Better user account merging logic

[shayneczyzewski]

Our existing lookup process just checks if we already associated a user to the incoming social auth method/id and creates a new user if there is no association: https://github.com/wasp-lang/wasp/blob/main/waspc/data/Generator/templates/server/src/routes/auth/passport/generic/provider.js#L55

It would be better to allow an optional user-defined function to do this check. They could, for example, see that a GitHub user with email "[email protected]" is already associated with User 123, so when a Google user with the same email logs in for the first time we can associate them with the same user.

[shayneczyzewski]

It would also be nice if this method allowed users to link a social auth method to their currently logged-in account.

[Martinsos]

One thing to possibly keep an eye out for here is associating new social user with a email & password user that doesn't have a verified email -> that can result in a security issue where somebody created account with somebody's email and then gains access if that actual email owner logins with social account.

[Martinsos]

We have new issue for this, to actually re-implement it.

[infomiho]

@Martinsos I don't think we have a new issue for this?
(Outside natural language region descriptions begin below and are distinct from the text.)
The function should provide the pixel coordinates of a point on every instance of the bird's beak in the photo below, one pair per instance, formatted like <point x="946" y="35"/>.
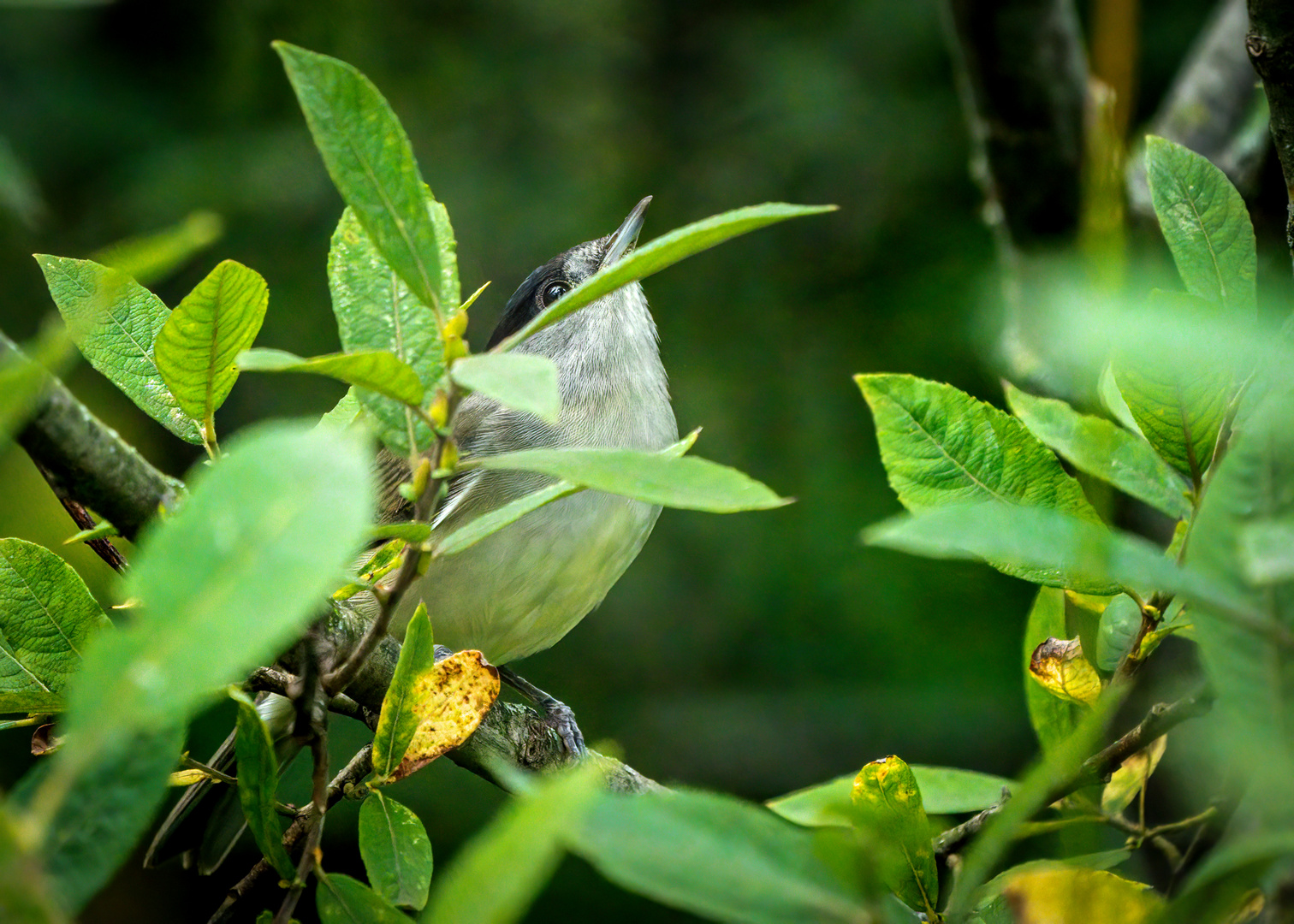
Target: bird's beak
<point x="626" y="236"/>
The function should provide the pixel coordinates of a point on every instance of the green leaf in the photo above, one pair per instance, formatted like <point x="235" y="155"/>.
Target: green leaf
<point x="258" y="785"/>
<point x="520" y="381"/>
<point x="197" y="346"/>
<point x="662" y="252"/>
<point x="725" y="860"/>
<point x="225" y="583"/>
<point x="515" y="855"/>
<point x="396" y="852"/>
<point x="47" y="615"/>
<point x="1205" y="224"/>
<point x="889" y="803"/>
<point x="114" y="321"/>
<point x="1255" y="689"/>
<point x="344" y="413"/>
<point x="656" y="477"/>
<point x="942" y="447"/>
<point x="341" y="900"/>
<point x="397" y="720"/>
<point x="376" y="311"/>
<point x="945" y="791"/>
<point x="106" y="812"/>
<point x="1102" y="449"/>
<point x="378" y="370"/>
<point x="371" y="161"/>
<point x="1082" y="555"/>
<point x="1054" y="719"/>
<point x="151" y="258"/>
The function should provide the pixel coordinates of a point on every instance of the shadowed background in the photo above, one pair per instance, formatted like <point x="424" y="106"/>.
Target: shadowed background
<point x="756" y="653"/>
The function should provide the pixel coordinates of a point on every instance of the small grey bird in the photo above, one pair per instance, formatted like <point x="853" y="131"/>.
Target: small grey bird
<point x="522" y="589"/>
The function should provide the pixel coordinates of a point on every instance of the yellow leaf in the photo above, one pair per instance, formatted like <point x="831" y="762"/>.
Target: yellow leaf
<point x="1066" y="894"/>
<point x="449" y="703"/>
<point x="1059" y="666"/>
<point x="1127" y="780"/>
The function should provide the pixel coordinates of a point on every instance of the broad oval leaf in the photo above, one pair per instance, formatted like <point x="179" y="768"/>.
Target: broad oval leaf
<point x="258" y="785"/>
<point x="723" y="860"/>
<point x="520" y="381"/>
<point x="396" y="852"/>
<point x="114" y="321"/>
<point x="227" y="581"/>
<point x="942" y="447"/>
<point x="1205" y="222"/>
<point x="371" y="161"/>
<point x="341" y="900"/>
<point x="377" y="311"/>
<point x="662" y="252"/>
<point x="197" y="346"/>
<point x="47" y="616"/>
<point x="377" y="370"/>
<point x="1102" y="449"/>
<point x="517" y="853"/>
<point x="656" y="477"/>
<point x="945" y="791"/>
<point x="399" y="720"/>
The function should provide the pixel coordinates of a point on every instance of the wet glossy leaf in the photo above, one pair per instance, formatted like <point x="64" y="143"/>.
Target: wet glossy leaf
<point x="448" y="702"/>
<point x="114" y="321"/>
<point x="942" y="447"/>
<point x="945" y="791"/>
<point x="725" y="860"/>
<point x="1060" y="666"/>
<point x="341" y="900"/>
<point x="399" y="719"/>
<point x="396" y="852"/>
<point x="47" y="615"/>
<point x="197" y="346"/>
<point x="1102" y="449"/>
<point x="520" y="381"/>
<point x="371" y="161"/>
<point x="887" y="795"/>
<point x="662" y="252"/>
<point x="1127" y="780"/>
<point x="227" y="581"/>
<point x="376" y="311"/>
<point x="258" y="785"/>
<point x="517" y="853"/>
<point x="377" y="370"/>
<point x="656" y="477"/>
<point x="1205" y="224"/>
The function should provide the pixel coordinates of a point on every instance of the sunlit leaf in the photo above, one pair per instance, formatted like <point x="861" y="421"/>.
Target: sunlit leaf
<point x="656" y="477"/>
<point x="47" y="616"/>
<point x="887" y="797"/>
<point x="662" y="252"/>
<point x="520" y="381"/>
<point x="1102" y="449"/>
<point x="377" y="370"/>
<point x="371" y="161"/>
<point x="197" y="346"/>
<point x="225" y="583"/>
<point x="399" y="720"/>
<point x="258" y="785"/>
<point x="1060" y="666"/>
<point x="114" y="321"/>
<point x="396" y="852"/>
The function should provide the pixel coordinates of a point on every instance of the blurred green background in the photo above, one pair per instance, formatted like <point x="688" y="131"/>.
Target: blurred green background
<point x="755" y="653"/>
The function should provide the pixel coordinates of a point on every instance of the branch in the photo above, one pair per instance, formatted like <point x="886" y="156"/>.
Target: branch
<point x="88" y="462"/>
<point x="1271" y="50"/>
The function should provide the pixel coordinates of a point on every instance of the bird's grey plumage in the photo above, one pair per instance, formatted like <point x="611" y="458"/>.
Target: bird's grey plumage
<point x="522" y="589"/>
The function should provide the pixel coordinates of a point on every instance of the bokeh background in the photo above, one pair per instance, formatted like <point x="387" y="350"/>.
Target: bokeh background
<point x="753" y="654"/>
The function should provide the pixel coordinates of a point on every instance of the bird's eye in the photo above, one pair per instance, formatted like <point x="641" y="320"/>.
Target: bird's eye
<point x="554" y="292"/>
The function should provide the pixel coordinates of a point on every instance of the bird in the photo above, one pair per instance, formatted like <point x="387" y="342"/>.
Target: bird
<point x="522" y="589"/>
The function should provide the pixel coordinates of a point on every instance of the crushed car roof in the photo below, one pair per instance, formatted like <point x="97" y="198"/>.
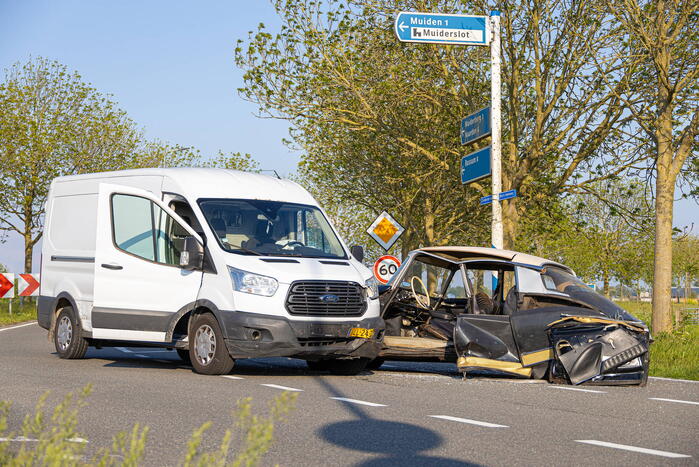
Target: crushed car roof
<point x="462" y="253"/>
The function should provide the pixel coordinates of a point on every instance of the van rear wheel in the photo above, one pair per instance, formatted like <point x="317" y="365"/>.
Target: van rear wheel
<point x="66" y="335"/>
<point x="207" y="349"/>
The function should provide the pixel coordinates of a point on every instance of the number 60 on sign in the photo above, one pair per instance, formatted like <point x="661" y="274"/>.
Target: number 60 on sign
<point x="385" y="267"/>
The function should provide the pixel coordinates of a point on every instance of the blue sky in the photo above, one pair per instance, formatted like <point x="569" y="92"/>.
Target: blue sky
<point x="170" y="65"/>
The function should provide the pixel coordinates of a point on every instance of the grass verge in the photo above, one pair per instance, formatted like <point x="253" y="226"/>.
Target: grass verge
<point x="52" y="438"/>
<point x="675" y="354"/>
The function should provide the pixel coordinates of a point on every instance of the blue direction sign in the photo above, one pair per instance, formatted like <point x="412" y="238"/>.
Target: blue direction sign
<point x="475" y="166"/>
<point x="442" y="29"/>
<point x="507" y="195"/>
<point x="475" y="126"/>
<point x="500" y="197"/>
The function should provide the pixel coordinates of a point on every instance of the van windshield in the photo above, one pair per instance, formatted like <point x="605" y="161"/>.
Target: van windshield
<point x="271" y="228"/>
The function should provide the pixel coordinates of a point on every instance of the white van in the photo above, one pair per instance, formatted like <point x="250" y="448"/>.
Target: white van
<point x="217" y="264"/>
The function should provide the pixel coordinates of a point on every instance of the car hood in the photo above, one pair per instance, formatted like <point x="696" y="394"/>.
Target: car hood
<point x="289" y="269"/>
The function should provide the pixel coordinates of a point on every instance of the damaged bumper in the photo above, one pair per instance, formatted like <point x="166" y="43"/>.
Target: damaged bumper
<point x="254" y="335"/>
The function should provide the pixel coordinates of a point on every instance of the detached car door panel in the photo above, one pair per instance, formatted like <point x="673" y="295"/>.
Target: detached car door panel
<point x="139" y="285"/>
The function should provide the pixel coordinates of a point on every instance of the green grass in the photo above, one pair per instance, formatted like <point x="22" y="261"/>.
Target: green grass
<point x="20" y="313"/>
<point x="672" y="355"/>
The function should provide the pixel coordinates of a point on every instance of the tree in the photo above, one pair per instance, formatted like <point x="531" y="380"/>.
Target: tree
<point x="52" y="124"/>
<point x="685" y="261"/>
<point x="378" y="119"/>
<point x="662" y="61"/>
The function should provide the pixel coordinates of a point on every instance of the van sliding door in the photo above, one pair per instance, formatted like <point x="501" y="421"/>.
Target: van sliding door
<point x="139" y="284"/>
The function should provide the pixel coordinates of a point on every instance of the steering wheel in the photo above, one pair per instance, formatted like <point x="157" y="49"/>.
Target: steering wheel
<point x="420" y="299"/>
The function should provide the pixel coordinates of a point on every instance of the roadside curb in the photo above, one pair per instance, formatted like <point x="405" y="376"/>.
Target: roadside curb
<point x="674" y="379"/>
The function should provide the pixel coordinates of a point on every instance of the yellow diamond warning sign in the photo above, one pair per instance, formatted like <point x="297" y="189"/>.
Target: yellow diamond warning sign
<point x="385" y="230"/>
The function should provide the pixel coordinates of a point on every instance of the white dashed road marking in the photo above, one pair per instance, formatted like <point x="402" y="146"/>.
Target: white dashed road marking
<point x="625" y="447"/>
<point x="469" y="421"/>
<point x="283" y="388"/>
<point x="578" y="389"/>
<point x="355" y="401"/>
<point x="18" y="326"/>
<point x="673" y="400"/>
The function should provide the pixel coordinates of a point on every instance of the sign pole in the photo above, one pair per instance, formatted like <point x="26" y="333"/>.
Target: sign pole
<point x="497" y="231"/>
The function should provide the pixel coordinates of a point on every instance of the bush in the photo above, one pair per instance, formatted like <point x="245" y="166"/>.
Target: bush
<point x="54" y="440"/>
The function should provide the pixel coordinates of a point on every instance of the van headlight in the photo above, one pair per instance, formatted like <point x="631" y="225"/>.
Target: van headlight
<point x="372" y="288"/>
<point x="256" y="284"/>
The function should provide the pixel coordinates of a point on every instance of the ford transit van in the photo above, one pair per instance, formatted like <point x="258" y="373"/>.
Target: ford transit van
<point x="216" y="264"/>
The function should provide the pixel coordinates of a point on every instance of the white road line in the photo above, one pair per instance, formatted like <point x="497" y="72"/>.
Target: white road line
<point x="625" y="447"/>
<point x="18" y="326"/>
<point x="22" y="439"/>
<point x="673" y="400"/>
<point x="284" y="388"/>
<point x="469" y="421"/>
<point x="673" y="379"/>
<point x="355" y="401"/>
<point x="578" y="389"/>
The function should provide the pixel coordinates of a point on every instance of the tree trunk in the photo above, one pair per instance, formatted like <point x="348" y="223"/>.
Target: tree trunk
<point x="510" y="223"/>
<point x="662" y="269"/>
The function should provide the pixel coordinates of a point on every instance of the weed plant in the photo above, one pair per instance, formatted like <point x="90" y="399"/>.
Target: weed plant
<point x="52" y="439"/>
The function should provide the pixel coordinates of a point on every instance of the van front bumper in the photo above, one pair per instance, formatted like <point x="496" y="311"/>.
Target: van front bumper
<point x="250" y="335"/>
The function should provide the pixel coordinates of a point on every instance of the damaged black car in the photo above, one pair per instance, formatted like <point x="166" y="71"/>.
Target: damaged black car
<point x="509" y="313"/>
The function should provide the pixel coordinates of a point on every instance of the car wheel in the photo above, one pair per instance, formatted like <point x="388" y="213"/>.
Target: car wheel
<point x="207" y="348"/>
<point x="184" y="356"/>
<point x="347" y="367"/>
<point x="66" y="335"/>
<point x="375" y="364"/>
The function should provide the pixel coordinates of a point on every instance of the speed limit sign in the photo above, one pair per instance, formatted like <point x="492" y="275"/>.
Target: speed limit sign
<point x="385" y="267"/>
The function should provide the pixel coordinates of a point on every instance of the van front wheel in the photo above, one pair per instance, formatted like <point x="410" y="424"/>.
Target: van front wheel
<point x="66" y="335"/>
<point x="207" y="348"/>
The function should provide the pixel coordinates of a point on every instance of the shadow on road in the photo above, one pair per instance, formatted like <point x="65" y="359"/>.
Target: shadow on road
<point x="394" y="443"/>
I used this one in our planning 😄

[Martinsos]

Ah whoops I thought you created a new one, something like "Implement account merging logic"! OK, leaving this one then!

[sodic]

User asking for this: https://discord.com/channels/686873244791210014/1271172858281852948/1271172858281852948

[PAD333]

User asking for this: https://discord.com/channels/686873244791210014/1271172858281852948/1271172858281852948

Since you mention it: I also recently started using Wasp and this feature would be my nº1 priority.